技術士の資格は、工学や建築、農業をはじめとした21の部門に分けられており、それぞれの分野における専門的な知識や技術を持つ技術者であることを認証するものとして知られています。
技術士は、産業界や研究機関、官公庁など幅広い分野で活躍することが可能で、その専門性が高く評価されている資格なのです。
技術士の仕事は、専門分野に応じて多岐に渡ります。主な業務は以下の通りです。
- 技術開発: 新しい技術等の開発に携わり、研究開発を推進。また、イノベーションを創出し、産業競争力の向上を促す。
- 技術指導: 従業員や後輩技術者への技術教育や指導を行い、技術力の向上、人材育成を支援する。
- 技術計画の策定: 企業等の技術戦略や計画を策定し、長期的な技術開発の方向性を決定する。
- 技術コンサルティング: 企業等に対し、技術的な問題解決や効率改善のための提案を行う。
- 技術評価・審査: 技術開発プロジェクトや製品の品質・性能評価、安全性審査などを行い、適切な技術基準を設定する。
また、技術士の資格を取得することで、その専門性が認めれることになるので、企業は当然のことながら官公庁などの信頼も高まることになるでしょう。
信頼性が高まることで、より大規模で高度なプロジェクトに携われる機会が増え、キャリアアップにつながることが期待できます。

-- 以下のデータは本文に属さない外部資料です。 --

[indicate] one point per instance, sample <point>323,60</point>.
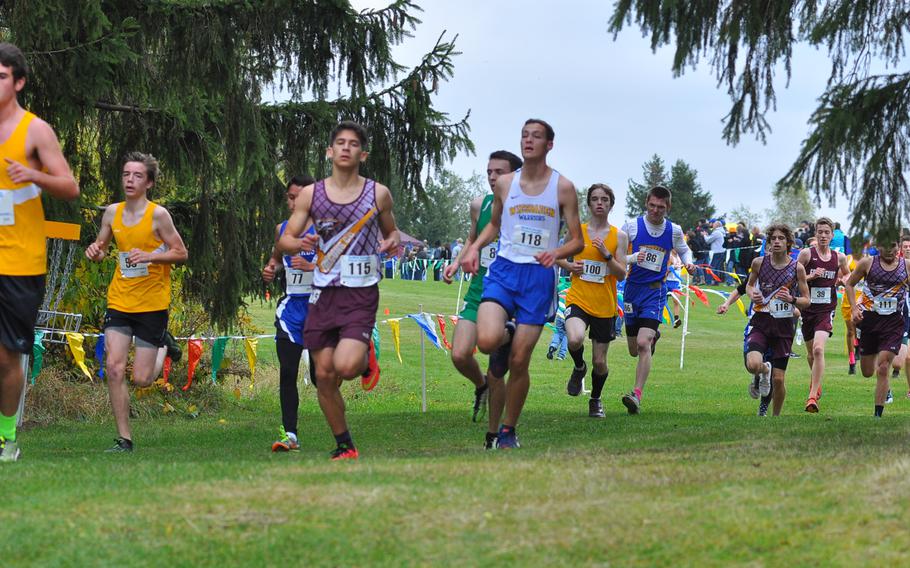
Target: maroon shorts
<point>819,321</point>
<point>880,333</point>
<point>337,313</point>
<point>774,333</point>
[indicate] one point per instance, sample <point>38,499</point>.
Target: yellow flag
<point>249,346</point>
<point>75,340</point>
<point>395,324</point>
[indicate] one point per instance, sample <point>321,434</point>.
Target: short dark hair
<point>302,180</point>
<point>660,192</point>
<point>147,160</point>
<point>12,57</point>
<point>606,189</point>
<point>783,228</point>
<point>354,127</point>
<point>546,125</point>
<point>514,161</point>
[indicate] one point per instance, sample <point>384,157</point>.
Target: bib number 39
<point>132,269</point>
<point>358,271</point>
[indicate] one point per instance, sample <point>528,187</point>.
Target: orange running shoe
<point>344,452</point>
<point>370,378</point>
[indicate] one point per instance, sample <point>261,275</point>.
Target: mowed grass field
<point>696,479</point>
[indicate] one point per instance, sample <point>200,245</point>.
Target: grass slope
<point>697,478</point>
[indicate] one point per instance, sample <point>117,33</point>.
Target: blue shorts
<point>641,302</point>
<point>290,317</point>
<point>527,292</point>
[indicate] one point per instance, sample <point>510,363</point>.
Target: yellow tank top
<point>594,290</point>
<point>142,287</point>
<point>22,242</point>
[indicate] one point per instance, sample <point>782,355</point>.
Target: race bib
<point>820,295</point>
<point>7,213</point>
<point>358,271</point>
<point>530,240</point>
<point>298,281</point>
<point>780,309</point>
<point>654,259</point>
<point>132,270</point>
<point>594,271</point>
<point>885,306</point>
<point>488,254</point>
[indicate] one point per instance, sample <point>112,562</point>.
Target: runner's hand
<point>470,261</point>
<point>268,273</point>
<point>95,252</point>
<point>546,258</point>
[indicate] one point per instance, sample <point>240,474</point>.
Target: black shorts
<point>147,327</point>
<point>20,299</point>
<point>602,330</point>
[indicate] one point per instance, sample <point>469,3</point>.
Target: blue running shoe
<point>507,438</point>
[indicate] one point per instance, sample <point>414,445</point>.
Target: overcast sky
<point>613,104</point>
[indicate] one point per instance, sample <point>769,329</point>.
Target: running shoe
<point>9,450</point>
<point>173,349</point>
<point>507,439</point>
<point>480,402</point>
<point>632,403</point>
<point>287,442</point>
<point>576,380</point>
<point>753,387</point>
<point>499,359</point>
<point>370,377</point>
<point>764,380</point>
<point>121,446</point>
<point>344,452</point>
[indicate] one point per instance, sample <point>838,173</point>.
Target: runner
<point>500,163</point>
<point>824,267</point>
<point>651,237</point>
<point>774,279</point>
<point>139,295</point>
<point>852,343</point>
<point>591,301</point>
<point>521,283</point>
<point>289,319</point>
<point>349,213</point>
<point>878,314</point>
<point>32,163</point>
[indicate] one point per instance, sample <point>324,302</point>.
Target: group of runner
<point>328,254</point>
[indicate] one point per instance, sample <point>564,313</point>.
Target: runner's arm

このように、技術士は高度な専門的知識や技術をいかすことで、それぞれの分野において社会貢献を果たすことができるのです。
技術士補との違い
技術士と似たよう名前の資格として、技術士補があります。技術士と何か違いはあるのでしょうか。
技術士補とは、技術士試験の一次試験に合格し、公益社団法人日本技術士会に登録することによって取得する資格です。

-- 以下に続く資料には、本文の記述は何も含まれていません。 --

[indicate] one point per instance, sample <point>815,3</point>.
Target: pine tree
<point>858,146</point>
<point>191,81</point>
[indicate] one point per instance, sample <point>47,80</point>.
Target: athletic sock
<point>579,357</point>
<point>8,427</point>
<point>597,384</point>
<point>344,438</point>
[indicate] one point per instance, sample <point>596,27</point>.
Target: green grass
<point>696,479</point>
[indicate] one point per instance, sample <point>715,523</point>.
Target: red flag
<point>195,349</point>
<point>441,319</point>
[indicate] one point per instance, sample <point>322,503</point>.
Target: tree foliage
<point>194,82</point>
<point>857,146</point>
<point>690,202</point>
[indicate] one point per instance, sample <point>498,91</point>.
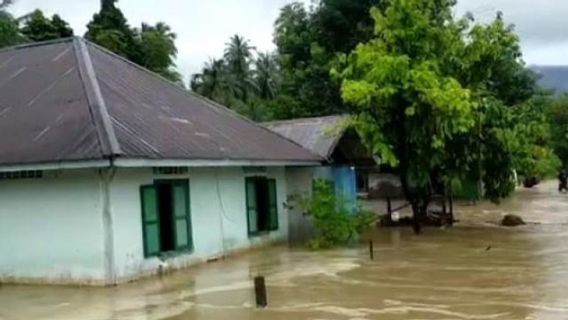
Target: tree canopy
<point>439,98</point>
<point>307,42</point>
<point>243,79</point>
<point>150,46</point>
<point>37,27</point>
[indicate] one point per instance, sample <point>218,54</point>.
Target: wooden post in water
<point>389,211</point>
<point>452,220</point>
<point>260,292</point>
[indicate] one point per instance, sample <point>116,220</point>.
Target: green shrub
<point>334,224</point>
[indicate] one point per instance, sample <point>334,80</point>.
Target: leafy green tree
<point>152,47</point>
<point>307,42</point>
<point>158,50</point>
<point>557,115</point>
<point>265,76</point>
<point>424,99</point>
<point>109,28</point>
<point>37,27</point>
<point>9,32</point>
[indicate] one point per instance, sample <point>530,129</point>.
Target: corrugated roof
<point>319,135</point>
<point>72,100</point>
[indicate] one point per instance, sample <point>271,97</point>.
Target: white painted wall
<point>51,228</point>
<point>218,211</point>
<point>299,181</point>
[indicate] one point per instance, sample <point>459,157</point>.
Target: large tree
<point>38,27</point>
<point>435,97</point>
<point>110,29</point>
<point>243,80</point>
<point>9,32</point>
<point>308,41</point>
<point>152,47</point>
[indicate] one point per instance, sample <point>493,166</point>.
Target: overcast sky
<point>203,26</point>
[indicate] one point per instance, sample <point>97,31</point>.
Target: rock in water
<point>512,220</point>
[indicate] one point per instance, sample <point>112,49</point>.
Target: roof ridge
<point>298,120</point>
<point>36,44</point>
<point>97,105</point>
<point>209,103</point>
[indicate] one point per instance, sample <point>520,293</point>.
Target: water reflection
<point>474,271</point>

簡単に言うと、技術士補とは技術士になるための「登竜門」と言っても良いかもしれません。
技術士補は技術士の補佐を行う役割を担い、将来、技術者となるための経験を積むことになります。
技術士補は技術士の指導のもと、以下のような経験を積むことになります。
- 基礎技術力の向上: 技術士補は、専門分野において技術力を身につけることが求められるため、現場での実務経験を積み、より高度な知識や技術力を習得する土台を築く。
- 現場での実践力養成: 技術士補は、現場での実務経験によって、技術的な問題解決や効率改善などの実践力を養う。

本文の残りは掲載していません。